The last private interest is the convenience of the parties, including their respective residences and abilities to bear the expenses of trial in each forum. See CoolSavings, at 1006. This motion is rather unusual, in that Avon requests that we transfer this case to Arizona, which Murphy argues is much farther from Avon's New York headquarters than is Chicago. However, Avon claims that Chicago and Arizona are equally convenient places for it to litigate. Indeed, the increased flight time from New York to Arizona — rather than Chicago — is insignificant. In any event, the inconvenience and cost of added travel time would be borne by Avon, not Murphy. Murphy also argues that Chicago is more convenient for him even though he lives in Arizona, since the legal assistance he is getting from his brother — who lives and works in Chicago — enables him to maintain this lawsuit at a relatively low cost. We are not convinced that litigating in Arizona would be significantly more burdensome for Murphy than for Avon. Products liability plaintiffs are traditionally represented by attorneys on a contingent fee basis. Murphy will not be paying an Arizona attorney hourly fees, which his brother might otherwise provide pro bono in Illinois. Even if Murphy's attorneys would be billing him hourly, we would not be inclined to keep the case here just because Murphy may have access to less expensive counsel in Chicago. See generally Martz v. Archer-Daniels-Midland Co., No. 94 C 5057, 1995 WL 348046, at *2 n. 5 (N.D. Ill. June 6, 1995) (Aspen, J.) ("the location of counsel is not traditionally considered significant in a § 1404 analysis, and we shall therefore disregard it").

Finally, we look at the public interest factors, including the desirability of resolving a case in a particular forum and the two courts' familiarity with the applicable law.
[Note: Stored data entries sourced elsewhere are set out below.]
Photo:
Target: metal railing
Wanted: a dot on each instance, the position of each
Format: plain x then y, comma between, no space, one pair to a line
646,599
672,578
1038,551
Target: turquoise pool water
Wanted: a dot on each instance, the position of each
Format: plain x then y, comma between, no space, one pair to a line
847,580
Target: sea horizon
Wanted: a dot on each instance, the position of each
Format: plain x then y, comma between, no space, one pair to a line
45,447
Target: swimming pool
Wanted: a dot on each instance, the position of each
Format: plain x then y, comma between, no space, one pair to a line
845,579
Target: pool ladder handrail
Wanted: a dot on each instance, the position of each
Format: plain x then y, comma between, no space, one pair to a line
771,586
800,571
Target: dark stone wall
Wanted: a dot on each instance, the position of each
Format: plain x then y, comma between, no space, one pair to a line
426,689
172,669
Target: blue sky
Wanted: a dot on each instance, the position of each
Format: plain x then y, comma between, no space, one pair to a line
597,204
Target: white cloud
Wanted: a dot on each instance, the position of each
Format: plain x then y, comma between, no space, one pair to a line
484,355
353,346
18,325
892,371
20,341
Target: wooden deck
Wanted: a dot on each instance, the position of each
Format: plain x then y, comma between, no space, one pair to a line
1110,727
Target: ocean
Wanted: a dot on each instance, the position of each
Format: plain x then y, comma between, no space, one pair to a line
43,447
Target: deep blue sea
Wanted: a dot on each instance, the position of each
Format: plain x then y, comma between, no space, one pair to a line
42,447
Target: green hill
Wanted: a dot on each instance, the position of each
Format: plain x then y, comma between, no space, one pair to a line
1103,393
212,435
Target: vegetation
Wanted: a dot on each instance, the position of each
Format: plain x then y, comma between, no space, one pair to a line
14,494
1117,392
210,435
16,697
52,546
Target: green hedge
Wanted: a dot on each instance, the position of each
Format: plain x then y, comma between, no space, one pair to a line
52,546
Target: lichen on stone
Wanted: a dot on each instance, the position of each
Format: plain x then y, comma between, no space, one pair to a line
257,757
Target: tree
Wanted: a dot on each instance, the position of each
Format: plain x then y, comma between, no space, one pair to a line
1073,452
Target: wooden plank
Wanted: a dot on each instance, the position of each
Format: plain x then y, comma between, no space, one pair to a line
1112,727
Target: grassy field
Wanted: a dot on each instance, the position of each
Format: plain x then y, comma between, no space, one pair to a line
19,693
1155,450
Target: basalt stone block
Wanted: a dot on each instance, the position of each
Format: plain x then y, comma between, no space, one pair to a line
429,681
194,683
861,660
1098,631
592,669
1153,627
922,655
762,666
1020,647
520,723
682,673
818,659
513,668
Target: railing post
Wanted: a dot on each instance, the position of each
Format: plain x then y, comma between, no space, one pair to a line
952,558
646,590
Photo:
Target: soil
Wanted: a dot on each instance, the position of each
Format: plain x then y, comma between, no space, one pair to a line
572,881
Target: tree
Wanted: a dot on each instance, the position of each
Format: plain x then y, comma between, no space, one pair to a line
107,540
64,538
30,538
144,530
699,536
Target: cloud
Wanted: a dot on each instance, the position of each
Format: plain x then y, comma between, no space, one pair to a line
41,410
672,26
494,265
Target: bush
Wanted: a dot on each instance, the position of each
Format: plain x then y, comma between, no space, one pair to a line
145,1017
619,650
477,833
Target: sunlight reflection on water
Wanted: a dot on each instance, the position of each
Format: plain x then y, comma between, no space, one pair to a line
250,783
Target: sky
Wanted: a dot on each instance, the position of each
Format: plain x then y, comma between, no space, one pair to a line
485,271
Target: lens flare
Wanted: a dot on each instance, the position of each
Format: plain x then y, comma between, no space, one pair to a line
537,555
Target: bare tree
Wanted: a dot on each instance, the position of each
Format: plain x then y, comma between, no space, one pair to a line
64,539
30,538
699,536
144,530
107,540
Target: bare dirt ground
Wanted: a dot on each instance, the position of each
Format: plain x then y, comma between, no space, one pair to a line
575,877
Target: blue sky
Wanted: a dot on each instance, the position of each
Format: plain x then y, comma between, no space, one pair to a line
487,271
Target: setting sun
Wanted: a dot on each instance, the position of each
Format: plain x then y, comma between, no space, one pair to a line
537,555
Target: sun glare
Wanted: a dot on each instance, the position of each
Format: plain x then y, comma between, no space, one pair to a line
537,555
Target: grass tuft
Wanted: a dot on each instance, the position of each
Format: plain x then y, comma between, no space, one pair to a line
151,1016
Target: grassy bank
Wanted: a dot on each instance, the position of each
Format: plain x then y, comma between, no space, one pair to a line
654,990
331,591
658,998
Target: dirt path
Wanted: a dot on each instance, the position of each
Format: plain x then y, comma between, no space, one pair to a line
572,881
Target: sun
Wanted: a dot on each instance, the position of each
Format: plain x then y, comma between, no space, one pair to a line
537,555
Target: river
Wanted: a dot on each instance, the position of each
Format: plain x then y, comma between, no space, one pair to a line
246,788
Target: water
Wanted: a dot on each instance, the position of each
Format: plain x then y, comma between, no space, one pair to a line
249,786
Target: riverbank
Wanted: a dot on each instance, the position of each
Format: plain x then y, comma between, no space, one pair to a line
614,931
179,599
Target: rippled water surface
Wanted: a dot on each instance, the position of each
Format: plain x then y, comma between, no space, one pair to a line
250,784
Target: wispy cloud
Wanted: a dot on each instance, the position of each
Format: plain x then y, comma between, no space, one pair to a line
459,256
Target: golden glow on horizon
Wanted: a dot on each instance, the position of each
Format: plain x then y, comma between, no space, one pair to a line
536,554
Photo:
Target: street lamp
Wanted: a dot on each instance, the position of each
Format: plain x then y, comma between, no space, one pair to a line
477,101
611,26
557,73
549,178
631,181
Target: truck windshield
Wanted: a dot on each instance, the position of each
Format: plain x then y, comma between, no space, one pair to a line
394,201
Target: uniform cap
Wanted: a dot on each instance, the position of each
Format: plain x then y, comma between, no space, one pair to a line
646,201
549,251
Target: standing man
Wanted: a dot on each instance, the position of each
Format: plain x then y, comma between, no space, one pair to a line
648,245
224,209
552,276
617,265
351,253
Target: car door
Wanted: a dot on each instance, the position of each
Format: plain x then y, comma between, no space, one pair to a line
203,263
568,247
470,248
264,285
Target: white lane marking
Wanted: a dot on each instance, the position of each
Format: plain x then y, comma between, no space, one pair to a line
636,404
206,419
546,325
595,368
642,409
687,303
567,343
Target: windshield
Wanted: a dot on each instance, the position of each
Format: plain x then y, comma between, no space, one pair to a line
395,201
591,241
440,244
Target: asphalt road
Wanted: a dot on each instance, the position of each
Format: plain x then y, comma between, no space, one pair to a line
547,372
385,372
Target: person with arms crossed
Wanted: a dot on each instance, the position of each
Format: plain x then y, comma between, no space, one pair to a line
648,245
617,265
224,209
See CoolSavings, at 1006. While Illinois has an interest in the safety of products manufactured here, Arizona has an interest in resolving disputes that arise out of injuries to its citizens inside its borders, so that consideration does not tip the scales in either direction. As for our familiarity with the law, it is unclear at this point which state's law will apply to the case, but we do not give this factor much weight since federal courts today should be capable of ascertaining and applying the laws of any state. The "interests of justice" therefore neither strongly favor nor oppose transfer, and we are guided solely by the private considerations outlined above.
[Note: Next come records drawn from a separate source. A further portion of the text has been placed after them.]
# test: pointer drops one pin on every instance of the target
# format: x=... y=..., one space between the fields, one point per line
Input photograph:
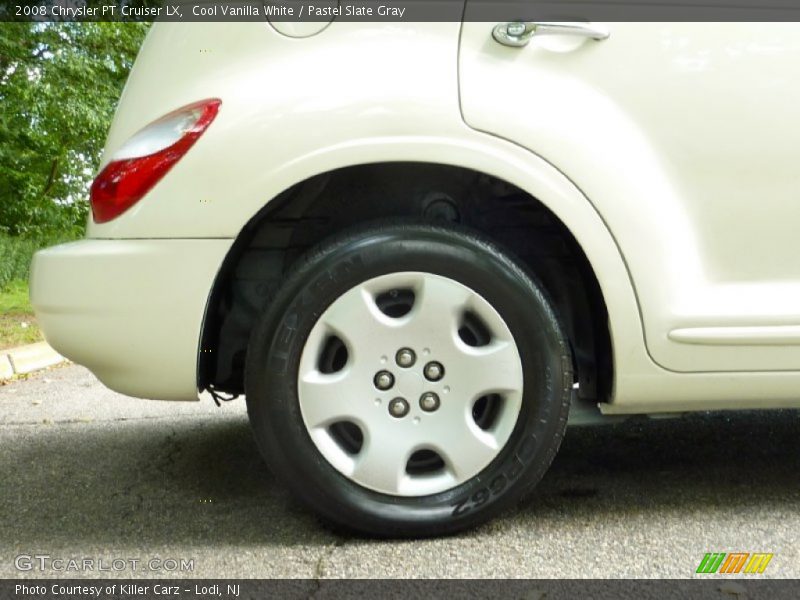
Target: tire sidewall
x=279 y=340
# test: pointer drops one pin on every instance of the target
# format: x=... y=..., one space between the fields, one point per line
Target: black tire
x=339 y=264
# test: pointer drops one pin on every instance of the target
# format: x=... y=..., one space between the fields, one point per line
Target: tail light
x=146 y=157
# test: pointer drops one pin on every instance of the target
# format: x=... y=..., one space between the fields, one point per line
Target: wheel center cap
x=410 y=384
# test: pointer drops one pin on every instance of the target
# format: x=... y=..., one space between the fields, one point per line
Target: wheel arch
x=606 y=317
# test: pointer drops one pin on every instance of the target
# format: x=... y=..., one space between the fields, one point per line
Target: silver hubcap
x=419 y=385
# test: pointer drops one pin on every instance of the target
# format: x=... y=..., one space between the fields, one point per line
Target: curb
x=27 y=359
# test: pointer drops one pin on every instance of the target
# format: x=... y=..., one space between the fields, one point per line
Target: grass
x=17 y=322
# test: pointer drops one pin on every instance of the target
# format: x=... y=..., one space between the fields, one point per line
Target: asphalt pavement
x=87 y=474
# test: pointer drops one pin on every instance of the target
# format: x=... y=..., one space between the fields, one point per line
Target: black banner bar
x=401 y=10
x=434 y=589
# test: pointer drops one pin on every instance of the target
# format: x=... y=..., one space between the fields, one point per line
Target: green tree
x=59 y=84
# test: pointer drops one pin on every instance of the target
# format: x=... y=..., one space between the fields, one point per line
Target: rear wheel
x=408 y=380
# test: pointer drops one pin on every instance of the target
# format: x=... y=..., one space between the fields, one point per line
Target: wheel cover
x=444 y=418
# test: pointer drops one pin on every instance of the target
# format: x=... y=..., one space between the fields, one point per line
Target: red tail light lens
x=145 y=158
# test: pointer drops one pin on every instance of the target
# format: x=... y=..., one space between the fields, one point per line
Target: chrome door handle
x=519 y=33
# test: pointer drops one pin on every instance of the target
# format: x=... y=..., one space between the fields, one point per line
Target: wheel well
x=310 y=211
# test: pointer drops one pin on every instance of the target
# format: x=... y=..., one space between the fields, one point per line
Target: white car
x=414 y=246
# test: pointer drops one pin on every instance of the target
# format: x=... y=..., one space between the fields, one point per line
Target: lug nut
x=384 y=380
x=434 y=371
x=429 y=402
x=398 y=408
x=406 y=358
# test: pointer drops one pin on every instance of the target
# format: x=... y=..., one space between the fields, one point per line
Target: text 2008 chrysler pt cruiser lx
x=414 y=246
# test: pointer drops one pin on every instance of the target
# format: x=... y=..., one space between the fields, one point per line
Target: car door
x=684 y=137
In sum, this case has no connection to Illinois of which we are aware besides the residence of Murphy's attorney. The site of manufacture of the product at issue is unknown, but Murphy's injury took place in Arizona, he was treated there, and Arizona is a more convenient forum for the non-party witnesses. We therefore conclude that Arizona is the better place to litigate this case, so we grant Avon's motion and transfer it to the District of Arizona pursuant to 28 U.S.C. § 1404(a). It is so ordered.